Il allonge une jambe sur la table et s'enfonce dans le fauteuil de velours noir et de chrome. Les coutures de l'entrejambe de son jean sont blanches d'usure et sur le point de lâcher. Il parle lentement, prudemment, faisant souvent une pause pour trouver les mots exacts qu'il cherche. Un des aspects bizarres de le voir de si près est qu'il est de taille moyenne, de corpulence moyenne quand il est debout, et large, voire imposant quand il est assis. Peut-être est-ce l'effet de cette chemise à carreaux bleus qui, d'après ce que quelqu'un a dit, serait un cadeau de Tom Hanks. Il est étrange de penser qu'un homme à l'apparence aussi solide, en plein milieu d'une année phare sur le plan artistique, puisse autant parler et chanter sur l'ambivalence et le doute.
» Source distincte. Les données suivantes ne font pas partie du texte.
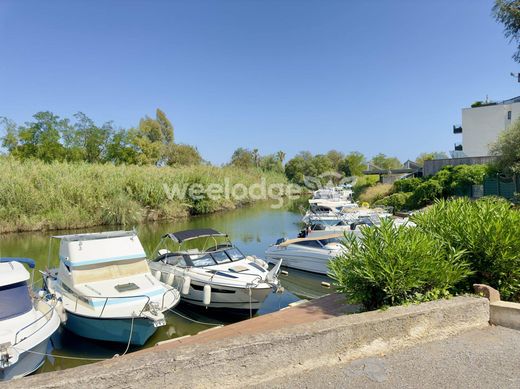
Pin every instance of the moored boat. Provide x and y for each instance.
(26, 321)
(106, 288)
(216, 274)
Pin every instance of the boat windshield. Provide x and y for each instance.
(14, 300)
(216, 257)
(325, 242)
(235, 254)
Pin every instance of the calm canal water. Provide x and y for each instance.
(252, 229)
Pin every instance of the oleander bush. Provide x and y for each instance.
(488, 230)
(390, 265)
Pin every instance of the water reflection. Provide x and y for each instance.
(252, 229)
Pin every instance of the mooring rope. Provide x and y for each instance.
(82, 358)
(193, 320)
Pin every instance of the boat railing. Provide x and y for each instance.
(107, 299)
(50, 311)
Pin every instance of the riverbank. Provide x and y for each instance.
(37, 196)
(281, 345)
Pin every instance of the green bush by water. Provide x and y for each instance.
(393, 266)
(489, 232)
(38, 196)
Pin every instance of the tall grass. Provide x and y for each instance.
(38, 196)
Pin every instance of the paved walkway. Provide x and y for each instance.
(486, 358)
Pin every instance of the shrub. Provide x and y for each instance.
(391, 265)
(489, 231)
(407, 184)
(425, 194)
(374, 193)
(362, 183)
(398, 201)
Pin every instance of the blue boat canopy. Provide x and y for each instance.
(27, 261)
(182, 236)
(14, 300)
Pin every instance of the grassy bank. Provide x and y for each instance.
(39, 196)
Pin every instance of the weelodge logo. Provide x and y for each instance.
(327, 180)
(237, 192)
(255, 192)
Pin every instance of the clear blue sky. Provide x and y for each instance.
(375, 76)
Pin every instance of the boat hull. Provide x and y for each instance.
(227, 297)
(28, 362)
(111, 330)
(310, 263)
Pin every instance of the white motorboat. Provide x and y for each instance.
(311, 253)
(26, 322)
(107, 289)
(217, 275)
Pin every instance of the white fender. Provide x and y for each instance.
(169, 279)
(207, 294)
(186, 285)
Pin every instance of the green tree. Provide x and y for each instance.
(120, 148)
(85, 140)
(42, 138)
(243, 158)
(352, 165)
(384, 162)
(507, 12)
(281, 156)
(335, 157)
(322, 164)
(165, 125)
(10, 141)
(507, 149)
(182, 155)
(271, 163)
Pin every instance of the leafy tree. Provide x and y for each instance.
(507, 12)
(335, 157)
(182, 155)
(430, 156)
(165, 125)
(256, 157)
(507, 149)
(120, 149)
(384, 162)
(352, 165)
(85, 140)
(322, 164)
(281, 156)
(243, 158)
(42, 138)
(271, 163)
(11, 139)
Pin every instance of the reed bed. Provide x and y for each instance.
(38, 196)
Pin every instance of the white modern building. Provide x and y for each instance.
(481, 126)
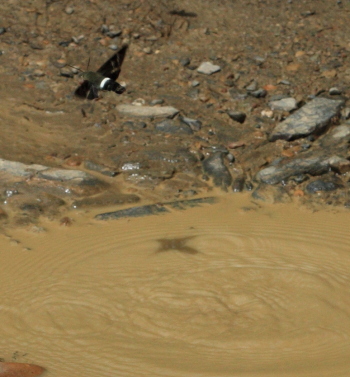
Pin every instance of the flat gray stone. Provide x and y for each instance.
(312, 165)
(313, 117)
(155, 209)
(284, 104)
(208, 68)
(214, 166)
(148, 111)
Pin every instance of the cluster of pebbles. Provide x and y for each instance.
(259, 107)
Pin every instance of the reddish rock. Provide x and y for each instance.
(20, 370)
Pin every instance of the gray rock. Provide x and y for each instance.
(214, 166)
(237, 116)
(313, 117)
(155, 209)
(185, 61)
(260, 93)
(334, 91)
(284, 104)
(147, 111)
(171, 127)
(320, 185)
(252, 86)
(208, 68)
(312, 165)
(194, 124)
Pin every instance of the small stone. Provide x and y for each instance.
(320, 185)
(171, 127)
(185, 61)
(20, 370)
(260, 93)
(252, 86)
(237, 116)
(69, 10)
(194, 124)
(334, 91)
(158, 101)
(208, 68)
(147, 111)
(313, 117)
(267, 113)
(284, 104)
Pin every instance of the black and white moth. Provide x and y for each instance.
(104, 78)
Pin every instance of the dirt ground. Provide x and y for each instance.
(304, 44)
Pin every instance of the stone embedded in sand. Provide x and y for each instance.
(313, 117)
(20, 370)
(148, 111)
(208, 68)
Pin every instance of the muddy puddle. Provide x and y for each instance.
(228, 289)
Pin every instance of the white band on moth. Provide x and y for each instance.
(103, 82)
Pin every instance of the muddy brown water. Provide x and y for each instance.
(232, 289)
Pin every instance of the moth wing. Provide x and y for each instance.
(112, 67)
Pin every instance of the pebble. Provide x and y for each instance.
(260, 93)
(147, 111)
(284, 104)
(158, 101)
(208, 68)
(321, 185)
(237, 116)
(169, 126)
(20, 370)
(194, 124)
(252, 86)
(69, 10)
(279, 173)
(334, 91)
(185, 61)
(214, 166)
(313, 117)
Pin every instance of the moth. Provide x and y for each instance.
(104, 78)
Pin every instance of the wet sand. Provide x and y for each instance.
(231, 289)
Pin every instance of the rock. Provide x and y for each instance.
(106, 200)
(334, 91)
(313, 117)
(171, 127)
(271, 194)
(323, 185)
(339, 164)
(238, 184)
(252, 86)
(148, 111)
(284, 104)
(89, 165)
(311, 165)
(237, 116)
(20, 370)
(208, 68)
(214, 166)
(260, 93)
(155, 209)
(194, 124)
(185, 61)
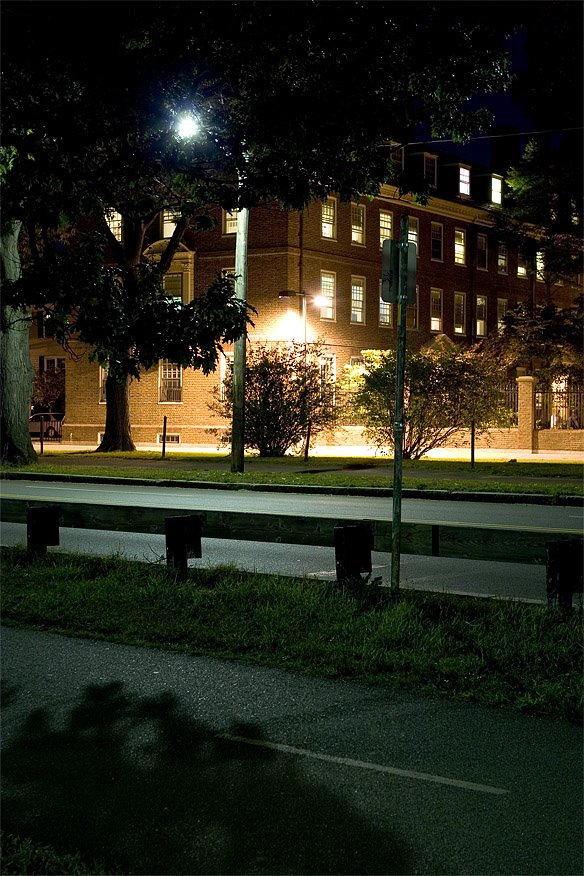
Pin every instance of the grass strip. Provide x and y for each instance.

En 1987, dans Two Faces, il luttait contre l'âme divisée qui se cachait derrière ses deux visages: "Un qui fait des choses que je ne comprends pas / Qui me donne le sentiment de ne pas être un homme à part entière". Il y a trois ans, sur l'album The Rising, dans la chanson Nothing Man, il s'imaginait dans l'âme vide et traumatisée de l'homme qui n'est rien: "Ma chérie, avec ce baiser / Dis que tu comprends / Je suis l'homme de rien". Mais peut-être que dans sa vie et son travail, il a maintenant atteint un de ces stades réaliste-mais-positif, il a cédé au romantisme sur All The Way Home, sur Devils & Dust: "Je sais ce que c'est que d'avoir échoué, ma chérie / Avec la planète entière qui te regarde / ...Tu n'as aucune raison de me faire confiance / Ma confiance est un peu rouillée / Mais si tu n'aimes pas être seule / Ma chérie, je pourrais te raccompagner jusqu'à chez toi" .

Il est assis, regardant le journaliste de MOJO en fronçant les sourcils.